In the first school year, there were 655 students and 53 staff members in the school. At the time, the school only taught ninth and tenth graders. The first two floors of the school were occupied by the ninth and tenth graders and the third floor was used by elementary school students, as the neighboring Swinbourne Public School was still under construction at the time.

In 2002, the school initiated the Rammed Earth project, which began as a vision of the school's arts department. The idea was to create three rammed earth sculptures in front of the school to bring art, culture, and community together.

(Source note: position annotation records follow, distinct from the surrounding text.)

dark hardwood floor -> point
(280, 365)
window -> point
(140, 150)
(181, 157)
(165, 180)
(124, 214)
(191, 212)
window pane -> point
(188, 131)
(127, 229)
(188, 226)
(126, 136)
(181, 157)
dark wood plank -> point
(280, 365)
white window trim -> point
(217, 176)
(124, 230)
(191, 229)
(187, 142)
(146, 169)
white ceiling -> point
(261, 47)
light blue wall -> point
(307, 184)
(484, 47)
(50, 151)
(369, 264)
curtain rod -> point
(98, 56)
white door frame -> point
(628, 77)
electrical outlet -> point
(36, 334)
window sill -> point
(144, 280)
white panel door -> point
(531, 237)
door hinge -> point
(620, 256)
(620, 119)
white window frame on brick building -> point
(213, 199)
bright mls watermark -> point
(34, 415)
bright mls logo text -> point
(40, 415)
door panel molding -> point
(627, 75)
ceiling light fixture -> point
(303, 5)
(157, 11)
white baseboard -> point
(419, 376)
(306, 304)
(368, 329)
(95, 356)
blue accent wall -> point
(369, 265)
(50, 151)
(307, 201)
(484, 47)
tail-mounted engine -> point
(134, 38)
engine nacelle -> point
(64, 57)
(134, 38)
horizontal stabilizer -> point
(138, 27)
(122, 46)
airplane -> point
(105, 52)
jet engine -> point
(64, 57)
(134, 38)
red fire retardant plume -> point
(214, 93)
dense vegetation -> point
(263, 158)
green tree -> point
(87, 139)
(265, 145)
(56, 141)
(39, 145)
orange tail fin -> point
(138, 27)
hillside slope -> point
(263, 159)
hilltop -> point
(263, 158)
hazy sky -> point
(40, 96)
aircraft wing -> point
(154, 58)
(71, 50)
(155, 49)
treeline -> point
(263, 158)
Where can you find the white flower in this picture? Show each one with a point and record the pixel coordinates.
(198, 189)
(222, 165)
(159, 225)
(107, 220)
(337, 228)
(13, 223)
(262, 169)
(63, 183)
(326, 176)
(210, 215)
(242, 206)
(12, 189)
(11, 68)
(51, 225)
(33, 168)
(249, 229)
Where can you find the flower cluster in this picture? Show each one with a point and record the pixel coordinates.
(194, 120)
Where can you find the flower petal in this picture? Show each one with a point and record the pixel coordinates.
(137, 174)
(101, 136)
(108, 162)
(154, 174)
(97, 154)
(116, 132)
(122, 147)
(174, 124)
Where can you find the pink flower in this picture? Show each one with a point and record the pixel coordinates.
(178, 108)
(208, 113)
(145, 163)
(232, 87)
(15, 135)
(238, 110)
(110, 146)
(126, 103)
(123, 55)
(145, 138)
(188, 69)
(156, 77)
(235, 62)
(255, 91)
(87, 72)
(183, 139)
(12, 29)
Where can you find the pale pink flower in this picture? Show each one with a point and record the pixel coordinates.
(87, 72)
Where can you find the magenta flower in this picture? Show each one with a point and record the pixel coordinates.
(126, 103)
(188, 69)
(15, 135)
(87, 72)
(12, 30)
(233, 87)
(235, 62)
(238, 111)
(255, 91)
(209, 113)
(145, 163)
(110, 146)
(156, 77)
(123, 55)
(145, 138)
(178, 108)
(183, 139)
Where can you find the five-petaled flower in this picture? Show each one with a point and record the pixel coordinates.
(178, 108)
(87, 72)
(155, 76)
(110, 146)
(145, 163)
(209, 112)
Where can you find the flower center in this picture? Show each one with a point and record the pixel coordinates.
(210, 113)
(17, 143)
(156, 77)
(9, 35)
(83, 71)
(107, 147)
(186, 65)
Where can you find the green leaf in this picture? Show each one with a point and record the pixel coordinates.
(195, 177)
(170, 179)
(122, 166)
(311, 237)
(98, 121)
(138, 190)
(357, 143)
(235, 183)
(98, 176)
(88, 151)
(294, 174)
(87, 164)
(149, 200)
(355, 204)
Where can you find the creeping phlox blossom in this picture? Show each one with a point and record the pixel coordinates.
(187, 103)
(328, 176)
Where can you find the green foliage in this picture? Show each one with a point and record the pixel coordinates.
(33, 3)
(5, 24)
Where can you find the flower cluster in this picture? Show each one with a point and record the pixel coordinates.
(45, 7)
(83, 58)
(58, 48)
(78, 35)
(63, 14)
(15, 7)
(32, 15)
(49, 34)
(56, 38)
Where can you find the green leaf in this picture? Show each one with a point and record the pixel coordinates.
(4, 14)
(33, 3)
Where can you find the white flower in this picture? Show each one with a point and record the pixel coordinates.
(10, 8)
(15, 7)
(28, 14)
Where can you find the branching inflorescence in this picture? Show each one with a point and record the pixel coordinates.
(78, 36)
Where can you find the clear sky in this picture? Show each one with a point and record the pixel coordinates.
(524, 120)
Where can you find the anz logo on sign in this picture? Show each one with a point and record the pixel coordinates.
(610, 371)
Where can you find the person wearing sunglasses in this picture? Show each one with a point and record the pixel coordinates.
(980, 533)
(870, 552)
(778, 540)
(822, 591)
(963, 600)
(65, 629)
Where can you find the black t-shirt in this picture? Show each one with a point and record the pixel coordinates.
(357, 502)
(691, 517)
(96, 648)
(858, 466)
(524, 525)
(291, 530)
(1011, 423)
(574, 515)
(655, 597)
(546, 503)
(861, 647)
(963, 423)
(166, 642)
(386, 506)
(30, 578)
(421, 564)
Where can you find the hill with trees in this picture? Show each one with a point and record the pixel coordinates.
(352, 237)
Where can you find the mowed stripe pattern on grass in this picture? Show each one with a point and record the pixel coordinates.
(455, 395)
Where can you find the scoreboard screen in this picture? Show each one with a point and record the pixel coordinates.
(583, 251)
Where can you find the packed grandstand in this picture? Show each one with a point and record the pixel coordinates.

Students have worked together to blend 15 cubic yards of clay soil with cement, sand, and pigment. The students also hand tamped over a hundred layers of soil. They put a personal artifacts into the sculptures. This project was supported by the Ontario Arts Council, Toemar Garden Centre, Rona, and ABCO Construction Inc. The sculptures were removed after the 2011–2012 school year began.

==Donations==
Every year, students from Rick Hansen Secondary find new ways of collecting money for the Rick Hansen Foundation. The school collects a small amount of money from late students entering the school after the morning announcements have been completed. The school also has "Mad Minutes," where Peer Mentors run to every homeroom and collect as much loose change as possible from people's pockets in a short amount of time. The school also occasionally hosts many other activities, such as a coin drive, a school walk, pledge sheets, and a wheelchair basketball game at the school's gym.

==Use of technology==
Rick Hansen was built with televisions in every room in the school until the 2016–2017 school year, when all the classroom televisions were removed. The school possesses more than twelve computer labs. The school also has its own BBS television channel powered by Digmark, an electronic signage provider. This BBS system allows announcements to be broadcast throughout the school in a PowerPoint presentation format to the school's televisions, with extras such as small breaking news updates, weather, and stock prices. There were also live morning broadcasts a couple times a month run by the broadcasting class. These broadcasts delivered morning announcements in a video format, and also showed the culture around the school by filming segments featuring students and staff but with the removal of the classroom televisions, the school has resorted to oral announcements. There is Wi-Fi throughout the school building.

===FIRST Robotics Team===
Rick Hansen's two FIRST Robotics Competition teams, known as THEORY6 and The Big Bang, have taken part in regional and worldwide competitions. THEORY6 started in 2003. They have won numerous awards, such as the Regional Chairman's Award in 2005 and 2012, and the Regional Engineering Inspiration Award in 2013. At the 2013 FIRST Championship, they earned the title of world champions along with two other teams: Team 610 (Crescent School) and Team 1477 (Texas Torque).

==Association with Rick Hansen==
The school is named after Rick Hansen, an athlete who won all-star awards in five sports when he was paralyzed at the age of 15 after being thrown from the back of a truck. He subsequently became an athlete and an activist for people with spinal cord injuries. Rick Hansen has made many special visits to the school, and his most recent visit was on April 5, 2011, to celebrate the 25th anniversary of the Man in Motion World Tour. In the event, Hansen announced that a relay will take place to retrace the Canadian segment of the original Man in Motion Tour. The celebration was attended by many notable people, such as Hazel McCallion, the mayor of Mississauga, and David Onley, the Lieutenant Governor of Ontario. In total, 25 medal-bearers, including the school principal and a staff member, were chosen from the school. The Relay made its way through Rick Hansen on November 10, 2011.